| HN Mirror

Y	Hacker News new \| ask \| show \| jobs

by int_19h 3209 days ago

The point is that Go lumps together byte arrays and strings. It's a common flaw, but it's really unfortunate to see it perpetrated in a language that was designed after this lesson was already learned.

A byte array is a representation of a string, for sure. But strings themselves are higher-level abstractions. It shouldn't be that easy to mix the two.

An equivalent situation would be if integers were byte arrays.

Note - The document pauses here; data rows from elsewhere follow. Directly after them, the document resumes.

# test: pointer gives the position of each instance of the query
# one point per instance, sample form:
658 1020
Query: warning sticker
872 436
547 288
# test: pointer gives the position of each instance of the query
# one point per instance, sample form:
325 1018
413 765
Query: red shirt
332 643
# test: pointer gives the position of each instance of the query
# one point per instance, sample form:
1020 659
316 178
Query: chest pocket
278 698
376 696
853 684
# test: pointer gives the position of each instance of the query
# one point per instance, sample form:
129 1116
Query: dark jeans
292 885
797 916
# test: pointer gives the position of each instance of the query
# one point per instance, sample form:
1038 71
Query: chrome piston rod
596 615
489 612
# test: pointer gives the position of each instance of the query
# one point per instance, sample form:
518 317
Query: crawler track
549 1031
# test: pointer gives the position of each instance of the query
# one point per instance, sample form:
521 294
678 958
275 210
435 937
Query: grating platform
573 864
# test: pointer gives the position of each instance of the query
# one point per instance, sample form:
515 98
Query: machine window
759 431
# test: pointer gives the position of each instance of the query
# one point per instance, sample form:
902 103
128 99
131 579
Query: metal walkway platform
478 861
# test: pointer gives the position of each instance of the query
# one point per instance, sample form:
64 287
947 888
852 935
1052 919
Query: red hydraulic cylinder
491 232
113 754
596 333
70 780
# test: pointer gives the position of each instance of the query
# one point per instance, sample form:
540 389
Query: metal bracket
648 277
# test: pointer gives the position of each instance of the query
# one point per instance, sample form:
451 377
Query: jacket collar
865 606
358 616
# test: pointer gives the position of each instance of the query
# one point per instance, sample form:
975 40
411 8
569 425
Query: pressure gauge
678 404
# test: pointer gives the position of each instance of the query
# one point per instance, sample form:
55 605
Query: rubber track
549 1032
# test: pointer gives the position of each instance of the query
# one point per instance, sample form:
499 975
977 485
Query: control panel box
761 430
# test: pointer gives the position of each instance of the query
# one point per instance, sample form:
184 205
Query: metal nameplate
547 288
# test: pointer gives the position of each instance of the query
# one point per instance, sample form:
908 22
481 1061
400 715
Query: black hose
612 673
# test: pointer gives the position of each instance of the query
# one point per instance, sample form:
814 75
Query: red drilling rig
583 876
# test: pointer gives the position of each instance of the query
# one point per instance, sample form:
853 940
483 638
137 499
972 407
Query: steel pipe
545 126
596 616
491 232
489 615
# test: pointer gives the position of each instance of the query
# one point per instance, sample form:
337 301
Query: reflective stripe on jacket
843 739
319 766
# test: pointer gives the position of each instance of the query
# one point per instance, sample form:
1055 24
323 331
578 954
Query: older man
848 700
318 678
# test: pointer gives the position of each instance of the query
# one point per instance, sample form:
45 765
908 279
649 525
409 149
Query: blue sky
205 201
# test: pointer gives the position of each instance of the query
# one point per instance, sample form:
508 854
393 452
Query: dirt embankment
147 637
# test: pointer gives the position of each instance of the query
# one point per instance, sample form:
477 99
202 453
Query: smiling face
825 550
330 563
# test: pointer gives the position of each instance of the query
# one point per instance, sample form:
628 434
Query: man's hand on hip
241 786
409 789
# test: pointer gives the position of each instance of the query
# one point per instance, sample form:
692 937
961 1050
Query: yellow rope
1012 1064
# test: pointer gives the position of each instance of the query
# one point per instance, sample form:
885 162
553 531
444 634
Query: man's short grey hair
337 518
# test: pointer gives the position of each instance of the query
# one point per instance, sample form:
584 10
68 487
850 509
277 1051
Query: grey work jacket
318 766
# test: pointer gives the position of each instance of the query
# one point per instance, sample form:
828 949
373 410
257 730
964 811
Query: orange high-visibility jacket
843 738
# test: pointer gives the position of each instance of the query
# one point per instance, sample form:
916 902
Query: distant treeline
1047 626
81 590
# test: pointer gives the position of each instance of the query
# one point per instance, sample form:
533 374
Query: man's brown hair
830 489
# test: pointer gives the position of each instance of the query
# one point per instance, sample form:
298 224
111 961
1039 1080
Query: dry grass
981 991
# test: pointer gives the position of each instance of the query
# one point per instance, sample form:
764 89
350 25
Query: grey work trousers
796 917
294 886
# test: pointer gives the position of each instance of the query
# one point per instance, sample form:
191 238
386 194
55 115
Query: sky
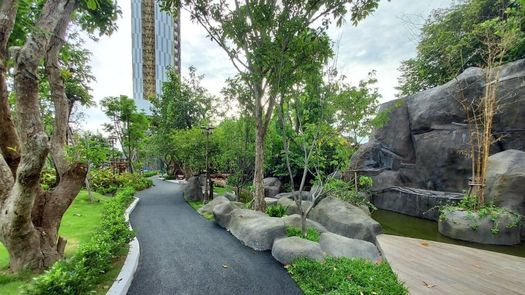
380 43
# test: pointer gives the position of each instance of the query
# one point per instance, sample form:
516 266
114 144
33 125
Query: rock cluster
424 144
353 231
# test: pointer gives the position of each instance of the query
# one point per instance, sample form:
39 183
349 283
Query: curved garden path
183 253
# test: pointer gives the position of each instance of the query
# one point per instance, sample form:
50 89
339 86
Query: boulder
222 213
282 195
208 208
295 221
231 196
193 190
468 226
270 201
291 206
288 249
339 246
414 202
272 186
424 141
256 229
345 219
505 184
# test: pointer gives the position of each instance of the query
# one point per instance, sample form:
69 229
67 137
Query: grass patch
196 205
345 276
222 190
276 210
311 233
80 222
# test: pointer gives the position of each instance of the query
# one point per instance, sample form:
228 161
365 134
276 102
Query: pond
407 226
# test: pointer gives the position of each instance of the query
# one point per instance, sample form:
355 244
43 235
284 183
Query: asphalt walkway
183 253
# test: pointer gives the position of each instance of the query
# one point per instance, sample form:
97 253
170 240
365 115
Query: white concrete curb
125 277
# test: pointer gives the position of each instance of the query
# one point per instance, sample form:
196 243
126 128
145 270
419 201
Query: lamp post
112 140
207 129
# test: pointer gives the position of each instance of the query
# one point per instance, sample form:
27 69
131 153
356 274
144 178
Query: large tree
267 42
452 40
30 217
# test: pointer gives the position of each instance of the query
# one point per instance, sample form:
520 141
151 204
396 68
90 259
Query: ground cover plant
338 276
276 210
83 271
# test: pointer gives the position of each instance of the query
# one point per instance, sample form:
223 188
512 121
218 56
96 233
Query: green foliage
84 270
104 181
129 125
311 233
150 173
476 212
345 276
346 191
456 38
276 210
92 148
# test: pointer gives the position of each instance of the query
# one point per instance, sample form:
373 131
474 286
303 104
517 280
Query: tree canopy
453 39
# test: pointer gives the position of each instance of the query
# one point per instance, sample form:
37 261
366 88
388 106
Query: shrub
84 270
104 181
150 173
345 276
345 191
470 204
311 233
276 210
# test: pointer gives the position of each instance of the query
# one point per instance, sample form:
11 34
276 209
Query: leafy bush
104 181
150 173
84 270
276 210
470 203
345 276
311 233
345 191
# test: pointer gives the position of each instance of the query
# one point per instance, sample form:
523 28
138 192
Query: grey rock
291 206
272 186
425 139
256 229
282 195
288 249
505 184
231 196
339 246
270 201
467 226
222 213
208 208
294 220
345 219
414 202
193 190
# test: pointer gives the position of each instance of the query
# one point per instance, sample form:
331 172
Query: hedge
82 272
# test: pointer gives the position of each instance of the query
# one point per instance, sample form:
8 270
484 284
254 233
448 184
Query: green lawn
78 225
222 190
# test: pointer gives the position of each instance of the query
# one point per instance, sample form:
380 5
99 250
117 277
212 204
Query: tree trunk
258 198
9 143
29 217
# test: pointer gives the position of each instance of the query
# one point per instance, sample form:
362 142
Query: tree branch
58 94
9 145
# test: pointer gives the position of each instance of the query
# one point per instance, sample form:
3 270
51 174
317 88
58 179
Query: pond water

So len(x) would give you 4, for example, and you could do x[0], x[1] etc - except you would almost never actually do that in practice, and occasionally you'd end up doing the wrong thing by mistake.

If any language actually worked that way, everyone would be up in arms about it. Unfortunately, the same passes for strings, because of how conditioned we are to treat them as byte sequences.

Calling it "char" in C was probably the second million dollar mistake in the history of PL design, right after null.

1 comments

zlynx 3209 days ago

Easily moving from bytes to strings and back is the only way it makes sense for Go. It runs on POSIX for the most part, and every. single. POSIX. API. is done in bytes. Not Unicode. Bytes.

Languages like Python 3 that try to be so Unicode-pure that they crash or ignore legal Linux filenames are insane.

int_19h 3208 days ago

I would dare say that the fact that Linux filenames don't have to be valid strings (i.e. they can be arbitrary byte sequences that cannot be meaningfully interpreted using the current locale encoding) is the insane part.

But does POSIX require support for arbitrary byte sequences in filenames, or does it merely use bytes (in locale encoding) as part of its ABI? I suspect the latter, since OS X is Unix-certified, and IIRC it does use UTF-16 for filenames on HFS - so presumably their POSIX API implementation maps to that somehow. If that's correct, then that's also the sane way forward - for the sake of POSIX compatibility, use byte arrays to pass strings around, but for the sake of sanity, require them to be valid UTF-8.